Question

A transverse sine wave of amplitude 10cm and wavelength 200cm travels from left to right along a long horizontal stretched string with a speed of 100cm/s. Take the origin at the left end of the string. At time t=0, the left end of the string is at the origin and is moving downward. Then the equation of the wave will be (in C. G. S. system)
(a) \[10\sin (0.01\pi x - \pi t)\]
(b) \[10\sin (0.02\pi x - \pi t)\]
(c) \[10\sin (0.01x - \pi t)\]
(d) \[10\sin (0.02x - \pi t)\]

Answer 1

Hint: Waves can be of two types longitudinal and transverse.
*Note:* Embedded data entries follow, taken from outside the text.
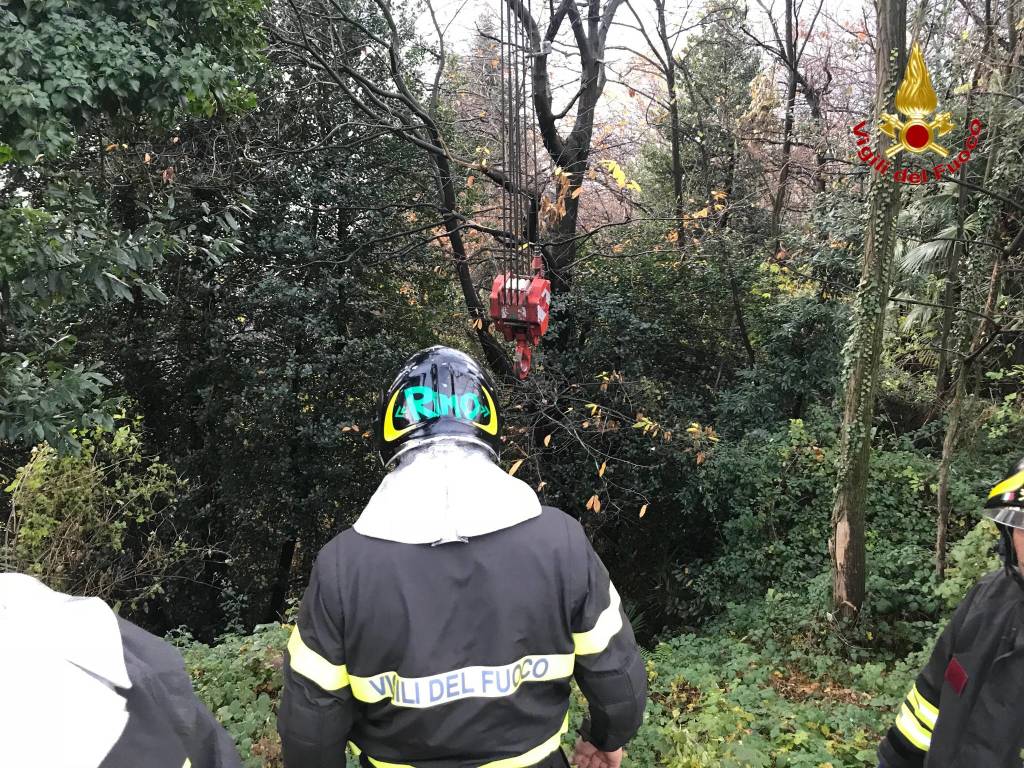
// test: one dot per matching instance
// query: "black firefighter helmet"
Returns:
(439, 393)
(1006, 508)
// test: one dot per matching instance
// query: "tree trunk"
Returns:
(864, 345)
(677, 161)
(791, 107)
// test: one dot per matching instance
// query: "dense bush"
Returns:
(97, 523)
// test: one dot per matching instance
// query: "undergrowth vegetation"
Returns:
(771, 682)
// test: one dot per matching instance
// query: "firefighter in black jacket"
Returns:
(443, 630)
(83, 688)
(967, 709)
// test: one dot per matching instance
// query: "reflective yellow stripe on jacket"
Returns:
(916, 719)
(1016, 482)
(468, 682)
(478, 681)
(528, 758)
(311, 665)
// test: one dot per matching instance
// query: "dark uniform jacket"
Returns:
(458, 654)
(967, 709)
(168, 726)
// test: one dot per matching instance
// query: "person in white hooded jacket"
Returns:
(442, 631)
(83, 688)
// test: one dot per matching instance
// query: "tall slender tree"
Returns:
(863, 349)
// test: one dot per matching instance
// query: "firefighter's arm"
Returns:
(316, 705)
(907, 742)
(608, 668)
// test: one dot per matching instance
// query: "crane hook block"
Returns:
(520, 308)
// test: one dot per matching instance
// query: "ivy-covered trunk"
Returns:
(863, 348)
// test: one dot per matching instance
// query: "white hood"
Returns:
(60, 657)
(445, 492)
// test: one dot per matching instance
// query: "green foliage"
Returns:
(240, 680)
(97, 523)
(79, 81)
(970, 559)
(66, 62)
In transverse waves, the particles vibrate perpendicular to the direction of propagation of the wave. If we take the velocity of the wave along the x axis then the displacement of the particles will be along y axis. In longitudinal waves, the particles vibrate along the direction of the propagation of the wave.

Formula Used:
1. Wave number: $k = \dfrac{{2\pi }}{\lambda }$ ……(1)
Where,
$\lambda $is the wavelength of the wave
2. Velocity of the wave: $v = \lambda \upsilon $ ……(2)
Where,
$\upsilon $ is the frequency of the wave.
3. Angular frequency: $\omega = 2\pi \upsilon $ ……(3)
4. Equation of the wave travelling in positive x direction:
$y(x,t) = A\sin (kx - \omega t + \phi )$ ……(4)
Where,
$y(x,t)$ is the displacement along y direction when the wave is at x point and at time t
$\phi $ is the phase angle

Diagram:




Complete step by step answer:
Given:
1. Amplitude of the wave A = 10cm
2. Wavelength of the wave $\lambda = 200cm$
3. Speed of the wave v = 100cm/s

To find: The equation of the wave in the C.G.S system.

Step 1:
Calculate k using to eq. (1):
$
   \Rightarrow k = \dfrac{{2\pi }}{{200}} \\
   \Rightarrow k = 0.01\pi c{m^{ - 1}} \\
 $
Rearrange the terms in eq (2) to find $\upsilon $:
$\upsilon = \dfrac{v}{\lambda }$ ……(5)

Step 2:
Find frequency using eq (5):
$
   \Rightarrow \upsilon = \dfrac{{100}}{{200}} \\
   \Rightarrow \upsilon = 0.5Hz \\
 $
Find angular frequency using eq (3):
$
  \omega = 2\pi (0.5) \\
  \omega = \pi Hz \\
 $

Step 3:
Phase angle determines how much the 1^st particle is initially displaced when t=0. When t=0, the 1^st particle of the string is at origin. This means the 1^st particle(x=0) is at displacement y=0 for t=0. Hence, the phase angle $\phi $ is 0.
If the point at x=0 is moving down in a negative y direction, it means that the wave has moved forward in x direction (left to right). So, it is a wave travelling in +x direction. Use eq (4) to find the equation:
$
   \Rightarrow y(x,t) = 10\sin (0.01\pi x - \pi t + 0) \\
   \Rightarrow y(x,t) = 10\sin (0.01\pi x - \pi t) \\
 $

Final Answer
The equation of the wave is (a) \[10\sin (0.01\pi x - \pi t)\] in the C.G.S system.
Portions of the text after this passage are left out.